Angelika Hutter, la Strage di Cadore Torna a Colpire: Investita e Gravissima, è Karma?

Angelika Hutter, la 34enne designer tedesca responsabile del tragico incidente stradale del 6 luglio 2023 a Santo Stefano di Cadore (Belluno), in cui persero la vita Marco Antoniello (47 anni), suo figlio Mattia (di appena 2 anni) e la nonna Maria Grazia Zuin (67 anni), versa attualmente in condizioni gravissime all’ospedale Borgo Trento di Verona.

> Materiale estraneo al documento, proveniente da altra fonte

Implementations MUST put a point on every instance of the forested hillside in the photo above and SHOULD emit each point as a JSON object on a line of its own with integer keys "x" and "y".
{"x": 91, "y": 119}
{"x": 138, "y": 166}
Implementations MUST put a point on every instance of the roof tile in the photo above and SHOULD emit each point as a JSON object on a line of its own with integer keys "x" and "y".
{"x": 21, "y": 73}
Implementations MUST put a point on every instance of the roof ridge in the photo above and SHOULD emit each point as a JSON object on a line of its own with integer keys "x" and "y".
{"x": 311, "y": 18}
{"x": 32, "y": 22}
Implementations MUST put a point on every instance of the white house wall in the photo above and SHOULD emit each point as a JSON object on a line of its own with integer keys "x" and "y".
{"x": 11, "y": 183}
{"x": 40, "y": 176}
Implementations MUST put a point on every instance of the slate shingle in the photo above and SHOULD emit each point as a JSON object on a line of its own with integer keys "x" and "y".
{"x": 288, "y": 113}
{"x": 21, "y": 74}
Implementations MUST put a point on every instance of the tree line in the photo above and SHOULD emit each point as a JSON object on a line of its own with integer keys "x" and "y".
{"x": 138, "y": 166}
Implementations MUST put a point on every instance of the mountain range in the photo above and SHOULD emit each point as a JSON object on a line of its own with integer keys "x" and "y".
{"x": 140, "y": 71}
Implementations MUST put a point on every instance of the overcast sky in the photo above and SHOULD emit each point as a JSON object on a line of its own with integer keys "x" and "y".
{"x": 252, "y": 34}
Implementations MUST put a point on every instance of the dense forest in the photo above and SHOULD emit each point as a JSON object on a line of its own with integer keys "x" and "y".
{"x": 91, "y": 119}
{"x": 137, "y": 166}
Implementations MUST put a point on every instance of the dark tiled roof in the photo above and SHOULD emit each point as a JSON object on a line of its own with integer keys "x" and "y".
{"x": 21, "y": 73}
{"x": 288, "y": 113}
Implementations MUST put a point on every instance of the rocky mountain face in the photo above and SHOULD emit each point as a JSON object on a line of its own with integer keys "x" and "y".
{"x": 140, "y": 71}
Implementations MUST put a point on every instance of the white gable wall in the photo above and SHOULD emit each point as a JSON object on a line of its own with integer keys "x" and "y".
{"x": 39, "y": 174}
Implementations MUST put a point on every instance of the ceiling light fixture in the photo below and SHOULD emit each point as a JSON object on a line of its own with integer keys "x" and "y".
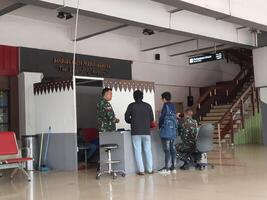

La donna, che stava scontando una pena di 4 anni e 8 mesi (patteggiata per triplice omicidio stradale, con riconoscimento della seminfermità mentale), era ospite della comunità riabilitativa “Don Girelli” a Ronco all’Adige, nella Bassa Veronese, dal marzo 2024. Domenica 29 dicembre, intorno alle 16, Hutter è fuggita dalla struttura: le telecamere di sorveglianza l’hanno ripresa mentre scavalcava una siepe e si dirigeva verso la strada provinciale 19, all’altezza di via Saletto.
Pochi minuti dopo, è stata investita da una Volvo XC60 guidata da un 77enne veronese. L’impatto è stato violento: Hutter ha riportato traumi multipli e è stata trasportata in codice rosso al reparto di terapia intensiva neurochirurgica. Le sue condizioni restano critiche, con prognosi riservata, anche se l’auto procedeva a bassa velocità.
Le indagini della Polizia stradale di Legnago sono in corso per ricostruire la dinamica esatta. Non si esclude alcuna ipotesi, incluso un possibile gesto volontario da parte della donna, anche se il direttore della comunità ha dichiarato che non erano emersi segnali di disagio o intenti suicidi nei giorni precedenti.
Nel 2023, Hutter – al volante di un’Audi noleggiata – travolse la famiglia veneziana in vacanza sul marciapiede della statale per Sappada. Le indagini esclusero alcol o droga, attribuendo l’incidente a una manovra pericolosa e alla perdita di controllo del veicolo, aggravata dalle condizioni psichiche della donna. Sopravvissero solo la madre del bambino, Elena Potente, e il nonno materno.
La notizia ha riaperto vecchie ferite tra i familiari delle vittime e ha suscitato dibattito sulla gestione dei percorsi riabilitativi per autori di reati con disturbi mentali. Al momento, non ci sono aggiornamenti sulle condizioni cliniche della 34enne.